Overview

 Interleukin-33 is a member of the IL-1 family of cytokines, which plays its role after binding to its specific cell membrane receptor. Involvement of IL-33 in certain acute and chronic inflammatory and auto-immune diseases has been previously reported. Interleukin-33 is found in the nuclei of the producing cells like epithelial and smooth muscle cells and is widely expressed in tissues, yet specifically located within cell types such as epithelial linings and smooth muscle cells (1). The biological effect of the presence of IL-33 in the nucleus is not well recognized, and at least two different roles have been explained.
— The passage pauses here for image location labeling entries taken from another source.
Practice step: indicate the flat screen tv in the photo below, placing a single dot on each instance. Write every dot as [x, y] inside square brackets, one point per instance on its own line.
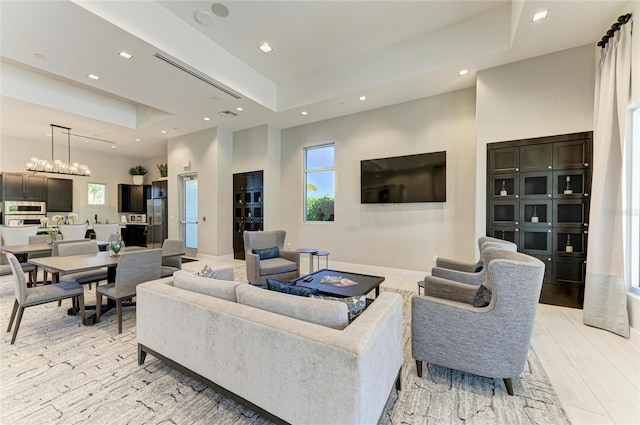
[399, 179]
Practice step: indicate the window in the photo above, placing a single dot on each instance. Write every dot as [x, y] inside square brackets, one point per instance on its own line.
[633, 198]
[319, 183]
[97, 194]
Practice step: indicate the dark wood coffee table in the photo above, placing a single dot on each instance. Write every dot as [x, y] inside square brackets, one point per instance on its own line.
[365, 283]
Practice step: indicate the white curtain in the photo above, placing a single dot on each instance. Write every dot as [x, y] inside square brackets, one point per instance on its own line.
[605, 301]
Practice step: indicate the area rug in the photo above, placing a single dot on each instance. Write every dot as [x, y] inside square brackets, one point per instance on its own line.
[59, 372]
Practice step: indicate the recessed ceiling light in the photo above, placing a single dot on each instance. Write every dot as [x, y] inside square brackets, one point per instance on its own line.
[540, 15]
[265, 48]
[220, 10]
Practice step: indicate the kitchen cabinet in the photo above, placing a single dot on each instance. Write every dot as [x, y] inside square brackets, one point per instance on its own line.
[59, 195]
[24, 187]
[538, 198]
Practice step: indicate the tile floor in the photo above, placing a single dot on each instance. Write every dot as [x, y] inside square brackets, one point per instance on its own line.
[595, 373]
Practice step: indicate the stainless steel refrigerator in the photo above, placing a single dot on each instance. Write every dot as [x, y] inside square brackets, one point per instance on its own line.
[156, 222]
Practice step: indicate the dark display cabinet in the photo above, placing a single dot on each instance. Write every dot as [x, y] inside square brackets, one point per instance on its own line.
[538, 198]
[248, 207]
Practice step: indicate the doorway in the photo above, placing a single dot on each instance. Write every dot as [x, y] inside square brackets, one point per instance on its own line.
[189, 213]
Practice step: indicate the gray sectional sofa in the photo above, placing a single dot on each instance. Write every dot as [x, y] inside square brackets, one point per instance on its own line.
[291, 359]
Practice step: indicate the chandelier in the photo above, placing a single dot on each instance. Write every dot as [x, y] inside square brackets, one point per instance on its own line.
[56, 165]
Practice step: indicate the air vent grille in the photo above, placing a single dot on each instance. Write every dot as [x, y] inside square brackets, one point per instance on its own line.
[196, 75]
[228, 114]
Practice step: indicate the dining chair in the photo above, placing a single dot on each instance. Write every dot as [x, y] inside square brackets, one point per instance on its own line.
[86, 277]
[103, 231]
[173, 263]
[133, 268]
[28, 297]
[73, 231]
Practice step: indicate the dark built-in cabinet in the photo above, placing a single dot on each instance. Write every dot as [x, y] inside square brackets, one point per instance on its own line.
[248, 207]
[59, 195]
[24, 187]
[538, 197]
[133, 198]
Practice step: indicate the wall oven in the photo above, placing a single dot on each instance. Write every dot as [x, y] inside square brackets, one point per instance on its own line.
[19, 213]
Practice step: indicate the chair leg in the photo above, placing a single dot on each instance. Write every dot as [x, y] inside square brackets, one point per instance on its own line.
[509, 384]
[81, 302]
[98, 306]
[18, 320]
[13, 315]
[119, 309]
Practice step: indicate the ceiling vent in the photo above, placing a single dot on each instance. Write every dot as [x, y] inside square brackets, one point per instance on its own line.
[196, 75]
[228, 114]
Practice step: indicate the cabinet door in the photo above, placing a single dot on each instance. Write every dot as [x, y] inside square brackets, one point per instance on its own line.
[13, 186]
[59, 195]
[504, 160]
[569, 155]
[536, 157]
[35, 187]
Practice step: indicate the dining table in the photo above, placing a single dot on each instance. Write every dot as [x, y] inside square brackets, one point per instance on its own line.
[58, 266]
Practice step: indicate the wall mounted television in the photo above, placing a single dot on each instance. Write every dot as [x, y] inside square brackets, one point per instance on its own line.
[402, 179]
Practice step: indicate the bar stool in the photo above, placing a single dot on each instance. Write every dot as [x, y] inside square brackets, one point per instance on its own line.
[324, 254]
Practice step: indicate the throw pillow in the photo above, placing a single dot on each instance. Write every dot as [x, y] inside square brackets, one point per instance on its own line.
[483, 297]
[355, 305]
[267, 253]
[289, 288]
[207, 272]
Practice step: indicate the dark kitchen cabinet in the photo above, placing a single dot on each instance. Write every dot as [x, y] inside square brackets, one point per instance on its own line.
[24, 187]
[59, 195]
[132, 198]
[538, 197]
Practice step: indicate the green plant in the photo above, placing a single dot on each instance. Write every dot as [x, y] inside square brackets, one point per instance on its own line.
[164, 170]
[138, 170]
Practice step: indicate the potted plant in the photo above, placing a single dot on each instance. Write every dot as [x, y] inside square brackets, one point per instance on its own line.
[138, 173]
[164, 169]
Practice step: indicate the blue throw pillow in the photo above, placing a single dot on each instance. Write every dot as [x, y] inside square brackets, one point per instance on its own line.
[267, 253]
[289, 288]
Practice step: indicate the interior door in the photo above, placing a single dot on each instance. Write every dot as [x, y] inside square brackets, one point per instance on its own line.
[189, 214]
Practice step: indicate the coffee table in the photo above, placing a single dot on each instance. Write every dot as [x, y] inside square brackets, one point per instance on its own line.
[365, 283]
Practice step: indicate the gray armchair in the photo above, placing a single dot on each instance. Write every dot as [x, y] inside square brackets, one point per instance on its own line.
[446, 263]
[477, 276]
[286, 266]
[134, 267]
[27, 297]
[491, 341]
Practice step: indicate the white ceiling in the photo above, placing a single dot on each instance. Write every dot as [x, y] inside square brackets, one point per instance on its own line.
[326, 54]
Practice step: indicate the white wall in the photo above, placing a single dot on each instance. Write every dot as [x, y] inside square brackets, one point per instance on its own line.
[402, 235]
[543, 96]
[105, 168]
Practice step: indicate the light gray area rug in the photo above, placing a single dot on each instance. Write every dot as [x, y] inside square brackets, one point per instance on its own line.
[59, 372]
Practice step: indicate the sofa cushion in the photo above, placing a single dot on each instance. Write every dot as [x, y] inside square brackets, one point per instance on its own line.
[277, 266]
[214, 287]
[289, 288]
[266, 253]
[321, 312]
[355, 305]
[482, 297]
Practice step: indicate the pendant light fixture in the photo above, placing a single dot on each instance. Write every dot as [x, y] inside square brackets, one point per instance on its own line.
[56, 165]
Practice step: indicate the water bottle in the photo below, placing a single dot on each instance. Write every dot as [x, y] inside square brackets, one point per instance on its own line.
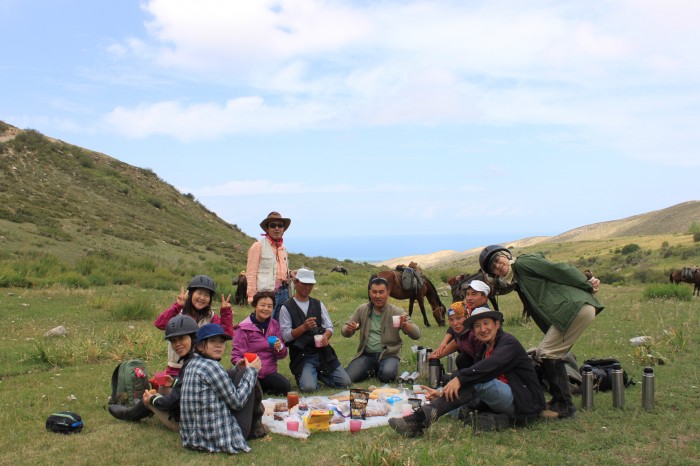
[451, 362]
[434, 373]
[587, 387]
[648, 389]
[618, 386]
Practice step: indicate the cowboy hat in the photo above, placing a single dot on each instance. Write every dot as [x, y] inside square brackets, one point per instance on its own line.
[275, 216]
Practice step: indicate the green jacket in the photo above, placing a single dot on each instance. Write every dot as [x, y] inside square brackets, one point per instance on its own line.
[553, 292]
[390, 337]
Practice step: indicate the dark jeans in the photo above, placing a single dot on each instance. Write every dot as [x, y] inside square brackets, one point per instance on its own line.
[243, 416]
[275, 384]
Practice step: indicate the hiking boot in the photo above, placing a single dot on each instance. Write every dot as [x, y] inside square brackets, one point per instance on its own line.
[411, 425]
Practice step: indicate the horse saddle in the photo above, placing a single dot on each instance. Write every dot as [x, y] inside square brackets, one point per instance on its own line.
[410, 280]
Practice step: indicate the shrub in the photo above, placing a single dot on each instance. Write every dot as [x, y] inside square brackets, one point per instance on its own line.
[630, 248]
[668, 291]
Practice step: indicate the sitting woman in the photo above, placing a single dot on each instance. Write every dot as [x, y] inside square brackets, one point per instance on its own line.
[180, 332]
[216, 414]
[261, 334]
[196, 303]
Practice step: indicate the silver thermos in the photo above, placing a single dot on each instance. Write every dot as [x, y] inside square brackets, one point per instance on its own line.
[618, 386]
[648, 389]
[434, 373]
[451, 363]
[587, 387]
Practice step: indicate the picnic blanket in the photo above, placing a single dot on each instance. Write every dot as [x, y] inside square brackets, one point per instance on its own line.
[379, 410]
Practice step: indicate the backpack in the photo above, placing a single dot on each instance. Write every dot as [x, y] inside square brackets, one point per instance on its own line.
[602, 368]
[129, 381]
[64, 422]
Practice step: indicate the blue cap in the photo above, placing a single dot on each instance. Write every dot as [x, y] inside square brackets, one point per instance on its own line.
[211, 330]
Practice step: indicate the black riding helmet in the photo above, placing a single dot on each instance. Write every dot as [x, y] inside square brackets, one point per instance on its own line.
[488, 255]
[180, 325]
[202, 281]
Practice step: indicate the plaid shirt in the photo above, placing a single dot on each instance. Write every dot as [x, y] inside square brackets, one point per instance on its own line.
[208, 396]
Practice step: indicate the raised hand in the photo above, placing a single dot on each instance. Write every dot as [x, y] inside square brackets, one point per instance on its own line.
[182, 297]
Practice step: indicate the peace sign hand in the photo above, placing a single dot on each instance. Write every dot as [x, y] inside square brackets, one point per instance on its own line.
[182, 297]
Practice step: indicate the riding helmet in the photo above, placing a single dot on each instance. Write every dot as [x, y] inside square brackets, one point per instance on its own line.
[180, 325]
[488, 255]
[202, 281]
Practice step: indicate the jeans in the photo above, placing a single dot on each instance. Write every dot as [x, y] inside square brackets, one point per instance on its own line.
[281, 296]
[496, 395]
[308, 381]
[362, 368]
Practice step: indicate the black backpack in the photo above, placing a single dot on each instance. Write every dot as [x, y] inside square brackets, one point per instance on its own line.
[602, 368]
[64, 422]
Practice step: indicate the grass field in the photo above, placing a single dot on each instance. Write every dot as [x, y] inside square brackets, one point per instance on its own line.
[41, 375]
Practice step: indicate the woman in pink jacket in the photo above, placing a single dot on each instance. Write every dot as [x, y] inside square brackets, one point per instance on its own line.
[196, 303]
[259, 333]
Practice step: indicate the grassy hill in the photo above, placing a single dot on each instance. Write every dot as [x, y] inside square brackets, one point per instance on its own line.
[79, 218]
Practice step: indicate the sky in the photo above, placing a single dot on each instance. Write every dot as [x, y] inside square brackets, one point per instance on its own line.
[381, 128]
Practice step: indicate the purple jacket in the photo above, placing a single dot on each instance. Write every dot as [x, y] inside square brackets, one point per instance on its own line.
[250, 339]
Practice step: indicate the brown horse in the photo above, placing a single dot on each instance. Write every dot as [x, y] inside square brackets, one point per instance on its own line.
[677, 276]
[427, 291]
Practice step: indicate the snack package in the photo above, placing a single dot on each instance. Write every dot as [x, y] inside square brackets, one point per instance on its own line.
[358, 403]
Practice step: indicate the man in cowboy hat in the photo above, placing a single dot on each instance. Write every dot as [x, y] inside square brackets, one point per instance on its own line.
[268, 265]
[503, 378]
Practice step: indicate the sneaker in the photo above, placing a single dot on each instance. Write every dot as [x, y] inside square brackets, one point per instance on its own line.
[409, 426]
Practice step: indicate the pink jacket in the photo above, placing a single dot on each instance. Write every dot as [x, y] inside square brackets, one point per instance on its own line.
[250, 339]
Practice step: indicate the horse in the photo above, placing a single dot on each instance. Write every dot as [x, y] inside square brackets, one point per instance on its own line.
[427, 290]
[241, 283]
[678, 276]
[459, 284]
First, storage of IL-33 in the nucleus may act as an alarm in, which is released after cell destruction to modify the immune response and the surrounding tissue. Second, IL-33 was found to participate with heterochromatin and it was proposed that nuclear IL-33 negatively alters gene transcription by an intracrine, non-IL-33 receptor-mediated pathway by a yet to be known molecular mechanism. Therefore, IL-33 is a dual function cytokine, which acts as an intracellular modulator of gene expression and also as an alarm in agent that begins inflammation in response to cellular necrosis (2).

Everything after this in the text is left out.